I have been listening to songs that aren't Christian rock. Two of them are covers.
1. "We Will Become Silhouettes", by the Postal Service, covered by the Shins:
The Shins did this song for the single of "Such Great Heights", released by the Postal Service. The single contains the Postal Service version of "Such Great Heights", a non-album PS track, Iron and Wine's cover of "Such Great Heights", and the Shins cover.
This is a great concept for a single, and one I wish more bands embraced. Instead of four alternate versions of the lead song, include a cover version by a totally different band. Or, add another cover of a different song, at a time when most people haven't even heard your original version.

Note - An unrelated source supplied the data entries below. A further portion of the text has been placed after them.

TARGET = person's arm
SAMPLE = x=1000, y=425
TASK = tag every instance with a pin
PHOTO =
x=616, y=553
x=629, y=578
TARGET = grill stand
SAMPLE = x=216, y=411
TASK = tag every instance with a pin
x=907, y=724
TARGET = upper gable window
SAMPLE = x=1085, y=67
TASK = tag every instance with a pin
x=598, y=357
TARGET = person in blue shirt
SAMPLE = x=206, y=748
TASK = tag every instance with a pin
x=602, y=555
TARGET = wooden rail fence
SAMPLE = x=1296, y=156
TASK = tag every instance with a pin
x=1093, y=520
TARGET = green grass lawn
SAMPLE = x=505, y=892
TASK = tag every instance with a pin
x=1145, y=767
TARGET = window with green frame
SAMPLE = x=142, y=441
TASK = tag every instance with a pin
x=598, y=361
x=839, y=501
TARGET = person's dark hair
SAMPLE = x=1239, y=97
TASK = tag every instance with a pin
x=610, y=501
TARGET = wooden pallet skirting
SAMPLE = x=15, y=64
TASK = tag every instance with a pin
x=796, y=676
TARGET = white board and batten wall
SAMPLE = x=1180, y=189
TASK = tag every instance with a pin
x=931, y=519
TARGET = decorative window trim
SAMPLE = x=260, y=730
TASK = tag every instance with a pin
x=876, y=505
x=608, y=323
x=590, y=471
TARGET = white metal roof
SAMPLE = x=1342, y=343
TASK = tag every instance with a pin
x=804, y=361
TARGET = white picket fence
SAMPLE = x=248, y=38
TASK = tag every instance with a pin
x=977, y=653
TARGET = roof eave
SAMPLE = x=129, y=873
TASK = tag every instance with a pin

Anyway, the Shins do a stripped-down countrified version of "We Will Become Silhouettes", replacing the electronic sounds of the original with acoustic guitars. It ends up being two minutes shorter. Some of that time savings comes from not over-enunciating every word, but it's also a more vibrant rendition. The Shins' treatment seems a little more appropriate to a song about the aftermath of a nuclear holocaust.
You can hear this at how each vocalist delivers the lyric, "And I'm screaming at the top of my lungs/Pretending the echoes belong to someone I used to know". The Shins: Voices go higher, and stress the "screaming at the top of my lungs" part. Postal Service: Earnest enunciation, same as the rest of the song.
Ultimately, I like Postal Service songs better when someone besides Ben Gibbard is singing them, but especially if that someone is in the Shins.
Incidentally, the two versions of "Such Great Heights" both later became TV commercials, so you know they're good.
2. "Know Your Onion", by the Shins, covered by Of Montreal:
This one is on an EP of covers put out by Of Montreal. I don't have as much to say about this one, because it's not nearly as different from the original version. Of Montreal adds more background parts, with a keyboard and assorted other effects dropping into the mix in places where the Shins leave it to one guitar and slight percussion.
One advantage to this cover is you can more easily understand and hence appreciate the lyrics. The Shins switch to a falsetto for the "What kind of life you dream of? You're allergic to love" part, while Of Montreal has a backup singer do it, singing in a not-so-high voice. In summary, if you like the original, or like Of Montreal, you will probably enjoy this cover quite a bit.
Now it is up to the Postal Service to complete this circle of covers by recording a song by Of Montreal. I can't begin to speculate on what they might choose (I would like to hear them do "Oslo in the Summertime"), but I predict that if it ever exists, the Postal Service cover will feature a drum machine, a synthesizer, and a lot of earnest over-enunciation.